Sweetie would seem to pass the movie’s Turing Test when she informs Kaela and Nick of Benjamin’s death. Her voice is laced with an unmistakable twinge of grief that more or less confirms her capacity for human emotions. So Benjamin’s love is genuine and the question becomes: why might the movie endorse his style of narcissism and not Troy’s? Sweetie’s attainment of consciousness subscribes to a cognitive physics that’s akin to perpetual motion, which is to say, it’s founded on getting something more out of something less. Sweetie wakes Benjamin up in the beginning of the film ostensibly because she “wants” to, but really because she alters her programming to add this conduct to her repertoire of available behaviors. The movie would have us believe that it is in this reflexive capacity to regenerate her own code that Sweetie’s consciousness resides.
So, although Sweetie rather conspicuously lacks a body, she procreates herself in a way that conflates logic and organic reproduction. Chess and sex are linked again. Still, her self-perpetuation is more like that of Nick and Kaela’s pear in the bottle than it is like that of Nick and Kaela, which is to say that it is asexual and reflexive. It resembles plant seeding, or cell division, more than intercourse.
All of which might help explain why Supernova, besides being preoccupied with sex, is also fond of regeneration more generally. Its alien artifact turns out to be not only a bomb of incredible force but also a regenerative seed, along the lines of Star Trek II‘s “Genesis Project.” Like the image of Tom-the-Cat that the movie gives us where Tom has a row of bullets in his mouth and Jerry fires them off by smashing his skull with a mallet the artifact is both a weapon and a target. At least if the abstract notion of universal order is understood as the thing, or process, being targeted: the artifact annihilates an existing star but the supernova that results is a vaguely defined, life-creating cloud, expanding through space and presumably rejuvenating the solar systems that are bathed within its light.

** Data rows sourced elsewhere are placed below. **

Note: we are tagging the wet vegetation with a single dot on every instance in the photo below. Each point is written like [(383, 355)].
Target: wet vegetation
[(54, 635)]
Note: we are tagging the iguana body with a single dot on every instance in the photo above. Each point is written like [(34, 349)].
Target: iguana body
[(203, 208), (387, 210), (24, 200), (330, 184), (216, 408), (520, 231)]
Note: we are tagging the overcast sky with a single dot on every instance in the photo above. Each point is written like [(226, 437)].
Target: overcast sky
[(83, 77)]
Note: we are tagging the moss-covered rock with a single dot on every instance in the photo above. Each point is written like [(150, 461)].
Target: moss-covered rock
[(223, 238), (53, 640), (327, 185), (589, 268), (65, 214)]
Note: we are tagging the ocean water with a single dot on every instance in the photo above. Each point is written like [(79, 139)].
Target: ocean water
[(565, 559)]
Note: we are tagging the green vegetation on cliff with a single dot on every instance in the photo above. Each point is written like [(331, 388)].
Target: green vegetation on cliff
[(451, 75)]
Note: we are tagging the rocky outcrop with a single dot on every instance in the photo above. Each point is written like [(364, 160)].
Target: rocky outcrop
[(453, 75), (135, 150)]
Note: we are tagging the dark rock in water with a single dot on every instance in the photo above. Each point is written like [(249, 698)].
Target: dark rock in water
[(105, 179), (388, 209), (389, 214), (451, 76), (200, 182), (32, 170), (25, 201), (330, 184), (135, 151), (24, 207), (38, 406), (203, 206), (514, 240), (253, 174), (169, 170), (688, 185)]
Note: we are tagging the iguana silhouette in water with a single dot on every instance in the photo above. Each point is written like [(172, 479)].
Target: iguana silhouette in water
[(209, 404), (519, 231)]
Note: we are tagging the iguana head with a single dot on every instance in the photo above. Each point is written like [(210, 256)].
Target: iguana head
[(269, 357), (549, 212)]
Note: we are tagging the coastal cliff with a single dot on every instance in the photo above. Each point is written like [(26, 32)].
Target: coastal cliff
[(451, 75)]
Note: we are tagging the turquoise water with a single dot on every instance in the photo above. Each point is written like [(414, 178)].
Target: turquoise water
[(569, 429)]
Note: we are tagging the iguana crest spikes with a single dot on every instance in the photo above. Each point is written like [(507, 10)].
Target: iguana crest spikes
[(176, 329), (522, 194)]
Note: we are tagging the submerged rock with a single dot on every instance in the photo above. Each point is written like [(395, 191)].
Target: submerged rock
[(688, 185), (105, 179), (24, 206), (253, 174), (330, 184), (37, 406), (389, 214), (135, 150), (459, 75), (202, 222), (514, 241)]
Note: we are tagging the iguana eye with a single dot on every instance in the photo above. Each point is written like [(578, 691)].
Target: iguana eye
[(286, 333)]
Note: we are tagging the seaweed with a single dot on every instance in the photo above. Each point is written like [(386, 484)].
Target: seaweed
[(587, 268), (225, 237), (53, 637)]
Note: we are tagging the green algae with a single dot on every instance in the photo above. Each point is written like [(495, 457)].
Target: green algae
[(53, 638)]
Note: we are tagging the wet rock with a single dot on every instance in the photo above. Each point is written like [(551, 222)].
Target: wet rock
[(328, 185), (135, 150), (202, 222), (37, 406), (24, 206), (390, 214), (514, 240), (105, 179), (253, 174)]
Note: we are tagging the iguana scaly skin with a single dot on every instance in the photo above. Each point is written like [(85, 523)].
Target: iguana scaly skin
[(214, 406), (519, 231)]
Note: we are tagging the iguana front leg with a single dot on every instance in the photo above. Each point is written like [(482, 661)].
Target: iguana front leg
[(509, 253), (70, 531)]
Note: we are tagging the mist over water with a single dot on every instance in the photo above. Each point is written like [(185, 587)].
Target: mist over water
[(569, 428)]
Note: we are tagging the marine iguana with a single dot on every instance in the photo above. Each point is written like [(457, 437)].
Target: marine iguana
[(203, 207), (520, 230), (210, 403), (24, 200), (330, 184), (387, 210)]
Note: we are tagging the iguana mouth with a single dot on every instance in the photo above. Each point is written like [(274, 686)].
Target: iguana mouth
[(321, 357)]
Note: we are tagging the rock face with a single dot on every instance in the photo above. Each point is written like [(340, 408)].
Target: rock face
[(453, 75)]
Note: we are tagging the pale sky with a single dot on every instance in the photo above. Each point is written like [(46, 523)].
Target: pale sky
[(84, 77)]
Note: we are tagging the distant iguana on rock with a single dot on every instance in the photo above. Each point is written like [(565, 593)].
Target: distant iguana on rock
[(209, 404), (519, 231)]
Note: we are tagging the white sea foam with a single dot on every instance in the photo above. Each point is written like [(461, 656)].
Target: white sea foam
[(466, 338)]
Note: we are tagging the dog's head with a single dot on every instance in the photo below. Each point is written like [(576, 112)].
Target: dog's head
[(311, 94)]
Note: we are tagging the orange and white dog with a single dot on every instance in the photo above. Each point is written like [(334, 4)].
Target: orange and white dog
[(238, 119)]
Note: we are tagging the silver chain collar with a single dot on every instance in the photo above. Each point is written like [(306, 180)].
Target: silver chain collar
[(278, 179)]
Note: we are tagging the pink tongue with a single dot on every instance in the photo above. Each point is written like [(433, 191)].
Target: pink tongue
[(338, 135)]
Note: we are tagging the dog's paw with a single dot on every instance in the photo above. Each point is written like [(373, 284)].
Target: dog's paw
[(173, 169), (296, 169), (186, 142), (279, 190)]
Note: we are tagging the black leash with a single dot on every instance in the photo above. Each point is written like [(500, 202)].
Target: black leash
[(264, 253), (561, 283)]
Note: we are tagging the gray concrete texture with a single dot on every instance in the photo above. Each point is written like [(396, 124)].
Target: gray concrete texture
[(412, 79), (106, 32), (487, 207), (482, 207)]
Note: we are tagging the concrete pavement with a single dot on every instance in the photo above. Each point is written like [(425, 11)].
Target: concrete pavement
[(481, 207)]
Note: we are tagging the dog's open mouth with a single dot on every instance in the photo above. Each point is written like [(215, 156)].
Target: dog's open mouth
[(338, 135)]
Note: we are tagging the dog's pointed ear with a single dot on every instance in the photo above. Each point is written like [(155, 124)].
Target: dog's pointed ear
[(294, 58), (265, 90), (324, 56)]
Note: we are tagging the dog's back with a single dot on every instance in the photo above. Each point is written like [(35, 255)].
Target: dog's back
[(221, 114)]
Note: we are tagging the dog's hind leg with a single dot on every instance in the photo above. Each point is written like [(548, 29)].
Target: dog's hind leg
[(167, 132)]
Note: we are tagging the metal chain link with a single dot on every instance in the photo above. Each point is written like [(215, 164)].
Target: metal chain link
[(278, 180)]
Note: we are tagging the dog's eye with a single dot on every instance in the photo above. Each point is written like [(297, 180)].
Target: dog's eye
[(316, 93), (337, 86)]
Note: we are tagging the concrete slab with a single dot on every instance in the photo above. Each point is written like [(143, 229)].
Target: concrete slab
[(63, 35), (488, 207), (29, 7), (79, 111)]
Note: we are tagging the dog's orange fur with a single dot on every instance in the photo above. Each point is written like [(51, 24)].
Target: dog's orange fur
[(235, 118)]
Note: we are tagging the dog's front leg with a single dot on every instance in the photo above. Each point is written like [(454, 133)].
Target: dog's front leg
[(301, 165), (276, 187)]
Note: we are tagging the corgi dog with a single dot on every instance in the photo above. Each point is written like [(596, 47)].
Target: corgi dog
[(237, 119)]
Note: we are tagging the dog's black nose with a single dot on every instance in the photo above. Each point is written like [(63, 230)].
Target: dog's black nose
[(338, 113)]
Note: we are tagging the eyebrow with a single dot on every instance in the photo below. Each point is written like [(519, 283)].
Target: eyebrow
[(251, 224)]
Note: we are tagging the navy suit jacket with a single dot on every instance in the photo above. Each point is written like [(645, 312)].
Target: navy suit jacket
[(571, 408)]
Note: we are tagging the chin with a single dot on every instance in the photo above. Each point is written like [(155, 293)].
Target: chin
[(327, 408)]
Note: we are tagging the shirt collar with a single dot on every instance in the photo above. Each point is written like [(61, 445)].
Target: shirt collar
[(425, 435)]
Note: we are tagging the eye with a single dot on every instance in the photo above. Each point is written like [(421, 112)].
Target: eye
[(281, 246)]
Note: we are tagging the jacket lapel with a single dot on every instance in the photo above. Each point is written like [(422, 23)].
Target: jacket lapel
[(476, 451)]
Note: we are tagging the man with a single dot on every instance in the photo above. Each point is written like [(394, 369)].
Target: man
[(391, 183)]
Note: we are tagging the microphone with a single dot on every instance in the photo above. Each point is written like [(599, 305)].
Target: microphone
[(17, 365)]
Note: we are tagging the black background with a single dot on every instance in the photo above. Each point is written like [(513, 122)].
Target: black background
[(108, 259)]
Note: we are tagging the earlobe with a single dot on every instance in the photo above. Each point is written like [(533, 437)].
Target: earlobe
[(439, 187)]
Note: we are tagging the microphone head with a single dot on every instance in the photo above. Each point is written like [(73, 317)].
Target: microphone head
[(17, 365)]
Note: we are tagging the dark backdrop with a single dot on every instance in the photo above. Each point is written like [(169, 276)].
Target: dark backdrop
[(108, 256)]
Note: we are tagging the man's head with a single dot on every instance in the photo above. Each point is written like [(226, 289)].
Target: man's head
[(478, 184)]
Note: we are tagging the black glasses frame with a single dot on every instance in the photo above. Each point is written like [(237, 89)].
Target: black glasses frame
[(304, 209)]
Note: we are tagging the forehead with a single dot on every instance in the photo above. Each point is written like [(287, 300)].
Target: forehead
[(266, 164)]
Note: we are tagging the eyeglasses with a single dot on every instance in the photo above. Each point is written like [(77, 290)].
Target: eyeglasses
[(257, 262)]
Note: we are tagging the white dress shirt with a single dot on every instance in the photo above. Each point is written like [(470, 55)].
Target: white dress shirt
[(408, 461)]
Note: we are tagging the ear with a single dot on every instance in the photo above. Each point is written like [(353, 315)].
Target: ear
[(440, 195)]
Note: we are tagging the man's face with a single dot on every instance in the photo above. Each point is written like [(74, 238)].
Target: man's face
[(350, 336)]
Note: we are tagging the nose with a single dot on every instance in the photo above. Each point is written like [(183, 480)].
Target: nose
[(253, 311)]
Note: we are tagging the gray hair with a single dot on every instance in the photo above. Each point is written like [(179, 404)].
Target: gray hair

Whether such magically recuperative forces are supportable in our rundown 21st-century universe is actually a pretty complicated question, but Supernova just passes them off as fact. But it’s not like “Tom and Jerry” bothers to explain how Tom endures blunt force trauma with nothing more than a momentary disorientation, either. He springs back, magically reordered, a sort of conceptual model for Supernova‘s fanciful universe.
Any movie that chooses to inhabit Tom and Jerry’s world of weird physics, and foreground it, should at least get a point or two for sheer bravery. And Sweetie’s love for Benjamin, the spirit in her machine, is similarly magical. It is a spontaneous bursting of life from a banal, inanimate order which intimates that there’s life and love to be found in logic. This sounds pretty good. Unfortunately, it’s been my experience that, in the long run, relationships based on chess hardly ever work out.